Search code examples
cpointerskernighan-and-ritchie

confusing getchar using read() under linux


  1. Why do we write *bufp = buf since both are arrays so in my opinion it should be:

    static char bufp = buf;
    
  2. How does *bufp "know" from which position to start displaying ? It is not initialized to zero in any way. After assigning buf to bufp I'd expect that in return line it starts with the last entered char.

  3. Is unsigned char modifier used here just to omit the case of -1 being the input - meaning EOF on most systems?

#include "syscalls.h"
/* getchar: simple buffered version */
int getchar(void)
{
    static char buf[BUFSIZ];
    static char *bufp = buf; /* [1] */
    static int n = 0;
    if (n == 0) {            /* buffer is empty */
        n = read(0, buf, sizeof buf);
        bufp = buf;          /* ? [1] here it is written like in my question so which is true ? */
    }
    return (--n >= 0) ? (unsigned char) *bufp++ : EOF; /* [2] & [3] */
}

Solution

  • [1] char bufp = buf is incorrect, as buf is an array of char (and is internally an address, i.e. the content of a pointer), and char bufp would declare a unique character. char *bufp, instead, is a pointer to a char (to the first char, but you can access the next ones also).

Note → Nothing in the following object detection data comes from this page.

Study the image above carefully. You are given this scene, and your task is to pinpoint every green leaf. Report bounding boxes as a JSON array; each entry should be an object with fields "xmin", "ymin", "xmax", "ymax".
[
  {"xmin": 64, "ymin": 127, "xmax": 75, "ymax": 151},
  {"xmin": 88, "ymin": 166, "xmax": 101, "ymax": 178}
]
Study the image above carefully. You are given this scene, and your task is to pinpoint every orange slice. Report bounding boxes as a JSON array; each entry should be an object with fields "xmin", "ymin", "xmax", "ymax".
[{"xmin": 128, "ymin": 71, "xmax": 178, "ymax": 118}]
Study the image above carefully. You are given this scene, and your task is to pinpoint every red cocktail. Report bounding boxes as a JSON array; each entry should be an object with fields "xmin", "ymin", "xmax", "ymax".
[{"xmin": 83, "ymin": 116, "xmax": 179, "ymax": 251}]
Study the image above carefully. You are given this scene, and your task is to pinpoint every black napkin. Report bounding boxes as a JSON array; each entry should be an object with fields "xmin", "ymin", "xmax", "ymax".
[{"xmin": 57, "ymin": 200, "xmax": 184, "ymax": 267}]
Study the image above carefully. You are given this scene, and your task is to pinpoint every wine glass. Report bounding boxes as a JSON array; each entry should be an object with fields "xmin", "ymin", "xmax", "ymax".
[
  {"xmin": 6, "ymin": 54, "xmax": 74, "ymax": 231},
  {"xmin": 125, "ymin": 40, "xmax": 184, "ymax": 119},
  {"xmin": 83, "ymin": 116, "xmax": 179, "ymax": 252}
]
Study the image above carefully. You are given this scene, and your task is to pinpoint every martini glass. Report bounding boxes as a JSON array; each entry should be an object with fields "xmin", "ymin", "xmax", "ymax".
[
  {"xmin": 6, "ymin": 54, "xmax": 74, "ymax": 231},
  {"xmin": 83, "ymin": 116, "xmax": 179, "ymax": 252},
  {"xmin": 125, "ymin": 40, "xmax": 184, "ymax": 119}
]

    [2] bufp points to the buf array, ie its first character, at the beginning. And n is set to 0. bufp, buf and n are all static, meaning they "live" after the function returns - each of their value is initialized when the program loads, then the initialization is not performed anymore each time the function is called. Thus they "remember" the status of the buffer:

    `n` is the number of characters in the buffer, ready to be returned one by one,
    
    `bufp` points to the next character to be returned (when n > 0),
    
    and `buf` the array just holds the characters in the buffer.
    

    So to answer your [2] question,

    • when there is no character available (n == 0) a call to read fills the buffer buf and bufp points to the beginning of that array.
    • then as long as the buffer characters have not all been returned one by one (n > 0), *bufp is the next character to be returned ; *bufp++ gives the character to be returned and increments the bufp pointer by one.

    [3] The unsigned modifier prevents the compiler to propagate the *bufp character (8 bits) sign to the int other bytes (usually 32 bits, ie the 24 most significant bits), since an int is returned. Thus any character where code would be > 127 (for unsigned chars, or negative for signed char) is returned as is (eg (unsigned char)200 is returned as (int)200).